By Dennis Sadowski
Catholic News Service
CLEVELAND — In a new pastoral letter, Archbishop John C. Wester of Santa Fe, New Mexico, urges the local community and the world to join “a renewed commitment to the cause of peace” with the goal of eliminating all global nuclear weapons arsenals.
The document, “Living in the Light of Christ’s Peace: A Conversation Toward Nuclear Disarmament,” challenges conventional political thinking that possessing nuclear weapons serves as a deterrence to potential attacks from other nuclear powers.
“We can no longer deny or ignore the extremely dangerous predicament of our human family. We are in a new nuclear arms race far more dangerous than the first,” Archbishop Wester said during an online news conference to introduce the pastoral letter Jan. 11.
He explained that he issued the document because two of the country’s three nuclear weapons research facilities — the Sandia and Los Alamos national laboratories — and the largest U.S. repository of nuclear armaments located at Kirtland Air Force Base in nearby Albuquerque are within the archdiocese.
“It’s such an important topic that we really can’t dally,” he said.
Archbishop Wester also said the pastoral letter is not meant to criticize those who work in the nuclear weapons industry or the military, but that it is an invitation to begin conversations that can lead to the abolishment of such weapons in order to protect humanity and the Earth.
The archbishop also pointed to the history of New Mexicans who, after the emergence of nuclear weapons during World War II, began to promote peace, work to abolish such weapons and initiate discussions on alternatives to war preparations.
“I believe that we in the Archdiocese of Santa Fe and beyond are called to live in the light of Christ’s peace and to reflect that light to all,” he said, adding: “I believe that we need to rejuvenate a sustained serious conversation about universal, verifiable nuclear disarmament.”
Archbishop Wester described the document as having practical suggestions for carrying out the conversations that he hopes will lead to disarmament. He also invited people to submit their own ideas to achieve such a goal.
He expressed concern for what he said was economic disparity between those in the weapons industry and New Mexicans, largely people of color.
By addressing such concerns and ensuring that people working in the weapons industry can transition to other well-paying jobs that protect the environment and carefully store dangerous radioactive waste, true justice can be realized, he said.
The 52-page pastoral letter cites the words of Pope Francis, who several times during his papacy has urged the world to eliminate nuclear arsenals because of the threat they pose.

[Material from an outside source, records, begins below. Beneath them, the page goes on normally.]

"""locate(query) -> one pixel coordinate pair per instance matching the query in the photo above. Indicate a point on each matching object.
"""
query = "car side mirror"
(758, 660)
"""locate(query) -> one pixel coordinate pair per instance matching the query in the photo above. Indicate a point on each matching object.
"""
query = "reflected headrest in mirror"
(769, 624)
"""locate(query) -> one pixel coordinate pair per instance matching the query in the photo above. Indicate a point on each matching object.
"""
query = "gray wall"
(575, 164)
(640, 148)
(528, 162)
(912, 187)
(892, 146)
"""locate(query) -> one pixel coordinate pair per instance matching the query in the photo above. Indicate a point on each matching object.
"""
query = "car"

The archbishop quotes the pope’s statements in speeches in Hiroshima, Japan, the site of the first U.S. atomic bombing in 1945, to diplomats and peace conferences and in his encyclical “Fratelli Tutti, on Fraternal and Social Friendship.”

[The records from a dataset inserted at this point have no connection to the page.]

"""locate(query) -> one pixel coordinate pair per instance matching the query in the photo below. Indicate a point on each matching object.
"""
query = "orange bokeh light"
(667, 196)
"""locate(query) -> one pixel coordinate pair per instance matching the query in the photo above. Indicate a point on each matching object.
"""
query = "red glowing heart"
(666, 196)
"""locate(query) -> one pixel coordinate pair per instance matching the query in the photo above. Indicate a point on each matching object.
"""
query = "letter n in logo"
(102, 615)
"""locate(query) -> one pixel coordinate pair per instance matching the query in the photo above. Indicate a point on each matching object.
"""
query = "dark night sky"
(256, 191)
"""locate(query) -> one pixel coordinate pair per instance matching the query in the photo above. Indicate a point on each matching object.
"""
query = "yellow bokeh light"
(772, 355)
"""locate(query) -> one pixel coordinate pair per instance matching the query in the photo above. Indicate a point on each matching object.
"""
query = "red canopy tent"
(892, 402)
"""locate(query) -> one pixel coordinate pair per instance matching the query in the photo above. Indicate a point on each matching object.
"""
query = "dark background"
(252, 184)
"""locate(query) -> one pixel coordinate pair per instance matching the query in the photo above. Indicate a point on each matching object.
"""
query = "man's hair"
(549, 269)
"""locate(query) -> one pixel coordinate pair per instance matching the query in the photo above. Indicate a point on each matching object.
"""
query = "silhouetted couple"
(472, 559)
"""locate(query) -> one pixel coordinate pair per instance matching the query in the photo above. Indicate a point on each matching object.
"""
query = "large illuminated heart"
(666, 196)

The document also traces the history of the church’s long-held stance against nuclear weapons beginning with St. John XXIII in “Pacem in Terris” (“Peace on Earth”) in 1963 and continuing through the papacies of St. John Paul VI, St. John Paul II and Pope Benedict.
Archbishop Wester opens with his reflections while visiting Hiroshima with other bishops in 2017 and seeing the oft-depicted dome in the Prefectural Industrial Promotion Hall that remains as a memorial to tens of thousands who died in the Aug. 6, 1945, bombing of the city.
The visit, he explains, led to thinking that such destruction and loss of life should never occur again and that the Santa Fe Archdiocese must play a role in bringing the arms race to an end.
Despite arms control treaties that have reduced nuclear arsenals, Archbishop Wester expresses concern that years of planned weapons modernization among the nuclear powers is contributing to a new arms race.
The pastoral letter also serves as an invitation to readers to review the nonviolent practices of Jesus, who consistently reminded the apostles and his followers who asked if they should call down “hellfire from heaven” against their enemies.
“Even if we do not fully understand Jesus’ commandment, as his followers we have no choice but to try to put his teachings into practice here in New Mexico,” the document says. “To love our enemies means we have to begin the process of ending our preparations to kill them, including our preparations to drop nuclear weapons on them.
“It means seeing every human being as a sister and brother, and doing everything we can not to harm them, but to actively love them, including the people of Russia, China, Iran, North Korea, and others.”